À l'extérieur, le gothique catalan se caractérise par une importance des horizontales (au contraire du gothique septentrional qui accentue les verticales), par une maçonnerie très présente visuellement (pas de recherche d'évidement des murs), et par l'absence d'arcs-boutants visibles. Les toitures sont plates (donc invisibles pour le spectateur en contrebas) et les clochers souvent polygonaux.
À l'intérieur, le gothique catalan se distingue surtout par une impression d'amplitude de volume et d'un espace intérieur très unifié
- grâce à une hauteur équivalente du vaisseau central et des collatéraux (séparés par des supports très élancés, très espacés les uns des autres dans la nef, et tous identiques)
- grâce à l’absence de transept (et donc de croisée), et des chapelles latérales peu profondes, logées dans l’épaisseur des contreforts. Ce qui explique à l’extérieur une silhouette très homogène, avec un périmètre continu, sans saillies, et l’absence de tour de croisée. Les seules tours cantonnent la façade.

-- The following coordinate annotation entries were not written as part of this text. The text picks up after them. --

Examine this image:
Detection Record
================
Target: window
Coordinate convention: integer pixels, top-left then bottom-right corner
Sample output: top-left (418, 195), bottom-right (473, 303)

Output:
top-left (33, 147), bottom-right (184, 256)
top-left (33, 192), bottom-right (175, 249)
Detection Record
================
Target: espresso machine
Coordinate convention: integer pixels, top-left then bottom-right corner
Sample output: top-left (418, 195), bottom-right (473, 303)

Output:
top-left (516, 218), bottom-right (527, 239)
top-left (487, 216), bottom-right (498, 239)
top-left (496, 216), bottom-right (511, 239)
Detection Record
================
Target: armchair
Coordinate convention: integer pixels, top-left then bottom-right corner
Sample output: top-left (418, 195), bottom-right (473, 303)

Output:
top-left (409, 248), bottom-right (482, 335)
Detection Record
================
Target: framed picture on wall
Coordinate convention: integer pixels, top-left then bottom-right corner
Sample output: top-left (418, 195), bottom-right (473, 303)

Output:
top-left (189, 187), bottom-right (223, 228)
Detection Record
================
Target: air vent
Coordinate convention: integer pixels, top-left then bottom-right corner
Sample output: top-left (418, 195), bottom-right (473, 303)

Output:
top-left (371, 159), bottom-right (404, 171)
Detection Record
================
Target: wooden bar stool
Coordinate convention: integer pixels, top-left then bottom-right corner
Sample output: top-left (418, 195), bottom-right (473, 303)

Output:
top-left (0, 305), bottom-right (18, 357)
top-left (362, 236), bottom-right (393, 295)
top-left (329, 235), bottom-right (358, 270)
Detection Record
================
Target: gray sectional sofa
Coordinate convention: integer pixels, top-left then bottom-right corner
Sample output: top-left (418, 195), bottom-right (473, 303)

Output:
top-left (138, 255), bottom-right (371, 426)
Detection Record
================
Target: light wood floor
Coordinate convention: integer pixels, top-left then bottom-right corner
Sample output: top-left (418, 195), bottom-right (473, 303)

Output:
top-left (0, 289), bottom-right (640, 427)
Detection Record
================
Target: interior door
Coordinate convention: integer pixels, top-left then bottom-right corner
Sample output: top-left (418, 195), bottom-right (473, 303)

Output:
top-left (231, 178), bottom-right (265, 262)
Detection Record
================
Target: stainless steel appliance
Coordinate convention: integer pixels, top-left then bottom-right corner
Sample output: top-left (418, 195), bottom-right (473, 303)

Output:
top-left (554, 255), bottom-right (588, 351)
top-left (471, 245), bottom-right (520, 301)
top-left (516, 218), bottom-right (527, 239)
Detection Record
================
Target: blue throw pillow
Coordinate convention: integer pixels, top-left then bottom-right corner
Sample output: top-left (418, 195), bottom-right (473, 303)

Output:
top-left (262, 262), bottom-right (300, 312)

À Santa Maria del Mar, l'élégance dégagée par l'intérieur découle aussi du choix très harmonieux des proportions (33 m de largeur totale, et 33 m de hauteur sous voûte - càd. presque équivalente à la hauteur sous voutes de N-D de Paris, 34 m) et à la finesse des supports.
Le dispositif tournant du chœur, caractérisé par un resserrement de l'écart des supports, est une autre des réussites de cet ensemble architectural remarquable.
À ne pas manquer si vos pérégrinations vous mènent à Barcelone!